I took him to work with me the next day (since I planned to keep an eye on him but then had to work) so I wanted to make sure he was fine.

All has gone well, today is his first day I've let him out on the grass so his able to see snowy through their cages  
and Thursday I take him to get his one week check up 

here are a few pictures! 

reunited!




























snowy got tired and lied down










then nudge did the same 










they are just so cute together! and I can not wait until I can properly introduce them and see them running around together.
but it has been good to have this time for them to slowly see each other through the cages and get used to bunny friends


----------



## VickyLouise (Jun 12, 2008)

Aww !! Bless them  They do look cute together !!

I am glad everything went well with his op !

My George was a little monster when it came to his stitches. In the end he ended up with it being glued, stitched, stapled and one of those cone-collars :laughing:

My Toffee had a dental Wednesday which went well and his check up was the Thursday and he has made a great recovery too, what a relief!

They do like to scare us don't they?!

I can't wait to see them together


----------



## jellyblue (Aug 11, 2010)

Snowy and Nudge are so cute. I especially love the first photo. I think they will be great friends. Keep posting photos of this adorable duo.


----------



## Avian Fan (Jun 9, 2012)

Awwwwwwww such cute photo's, I am glad I clicked on your post.

Bunny's are so cute


----------



## BirdCrazyJill (Jan 12, 2011)

*Aww look at those little love bunnies  So cute!*


----------



## juniper (Jun 5, 2012)

Adorable!! So glad they're getting along well.


----------



## sarahxx92 (Mar 25, 2011)

VickyLouise said:


> Aww !! Bless them  They do look cute together !!
> 
> I am glad everything went well with his op !
> 
> ...


thanks Vicky  I'm glad toffee went well with his op! 



jellyblue said:


> Snowy and Nudge are so cute. I especially love the first photo. I think they will be great friends. Keep posting photos of this adorable duo.

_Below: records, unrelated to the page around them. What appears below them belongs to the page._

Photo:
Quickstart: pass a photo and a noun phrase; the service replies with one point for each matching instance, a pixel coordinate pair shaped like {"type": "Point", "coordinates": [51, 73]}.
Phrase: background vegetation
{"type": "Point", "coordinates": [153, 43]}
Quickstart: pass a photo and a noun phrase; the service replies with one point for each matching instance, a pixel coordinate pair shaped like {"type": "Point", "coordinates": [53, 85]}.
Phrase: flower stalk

Thank you I really hope they end up being great buddy's too! 


Avian Fan said:


> Awwwwwwww such cute photo's, I am glad I clicked on your post.
> 
> Bunny's are so cute


thank you  hehehe they are cute 



JuliosMom said:


> *Aww look at those little love bunnies  So cute!*


hehe 



astral disaster said:


> Adorable!! So glad they're getting along well.


same here hopefully everything goes well when they are fully introduced


----------



## MajesticWings (Jul 22, 2011)

*Sweet couple*


----------



## Burkey (Jun 11, 2012)

OMG THEY ARE SO CUTE!!! Nudge looks like a stuffed animal! I really am one of those people who should probably just live on a farm or something so I can have all the animals I want lol because I think bunnies are SO cute but just don't have the room for one now. When I was first looking into getting a pet after I moved out on my own I would always look at the bunnies and wish I could get one. What kind are yours? They are fairly big, or at least bigger than most I see as pets. Are they very fast and hard to catch btw? Seriously these pictures make me want to go get one right now, but NO, i must control myself! Maybe I'll just go visit the bunnies at the pet shop instead lol.


----------



## sarahxx92 (Mar 25, 2011)

Burkey said:


> OMG THEY ARE SO CUTE!!! Nudge looks like a stuffed animal! I really am one of those people who should probably just live on a farm or something so I can have all the animals I want lol because I think bunnies are SO cute but just don't have the room for one now. When I was first looking into getting a pet after I moved out on my own I would always look at the bunnies and wish I could get one. What kind are yours? They are fairly big, or at least bigger than most I see as pets. Are they very fast and hard to catch btw? Seriously these pictures make me want to go get one right now, but NO, i must control myself! Maybe I'll just go visit the bunnies at the pet shop instead lol.


I'm the same really need a farm! Lol
Snowy is a dwarf lop, which is a fairly big breed.
Nudge is a mini lop and smaller than snowy. His may look big in the pics but he is quite small 

If you get them comfortable with you it's not usually hard to catch them and mine don't run super fast anyway but I often have trouble catching snowy as she knows it's time to go back to the cage


----------



## JessicaMartin (Nov 15, 2011)

They're the cutest little bunnies :3 

I can't wait to look after my friends bunnies while she goes away for the summer. 
They're called Fergus and Maverick and they are the naughtiest little boys ever in the world


----------



## dani-2417 (Oct 20, 2011)

is their cage outdoors? 

I have a bunny too, kiki! but shes an outdoor bunny, so most of the time shes outdoors..


----------



## sarahxx92 (Mar 25, 2011)

dani-2417 said:


> is their cage outdoors?
> 
> I have a bunny too, kiki! but shes an outdoor bunny, so most of the time shes outdoors..


Aw Kiki is a cute name!
Yep they have an outdoor hutch and a play pen too for exercise


----------



## Shahzadi (Jan 1, 2010)

I love bunnies. Yours are soooo cute. I love the one of them sniffing eachother through the bars. Too cute. My favorites are Holland Lop's. I want one so bad.


----------



## Rjupa (Jun 9, 2012)

Awww!! What lovely photos!
They are overly cute! 
I will definitely have to show my daughter these pics in the morning she will be in love. Simply adores bunnies and yours are cute overload!
*Her preschool gave her the sign language sign for bunny (they give each child their own "sign" to represent who they are when they introduce and greet and even to identify their cubby) as her name a few years back and it's stuck since, she's known as Kristín Kanína (Kanína is bunny in Icelandic).


----------



## SouthernGirl (May 27, 2012)

Your bunnies are sooo cute! You make it hard to restrain myself from running out and buying one right now haha



i¢¾mybudgies said:


> I love bunnies. Yours are soooo cute. I love the one of them sniffing eachother through the bars. Too cute. My favorites are Holland Lop's. I want one so bad.


How funny! My favorites are Holland Lops too! I've actually talked to a breeder about me getting one in a year or two


----------



## Rach:) (Jul 25, 2012)

Nawww!! so cute. Glad to hear everything went well. Super cute photos can't wait to see photos of them together


----------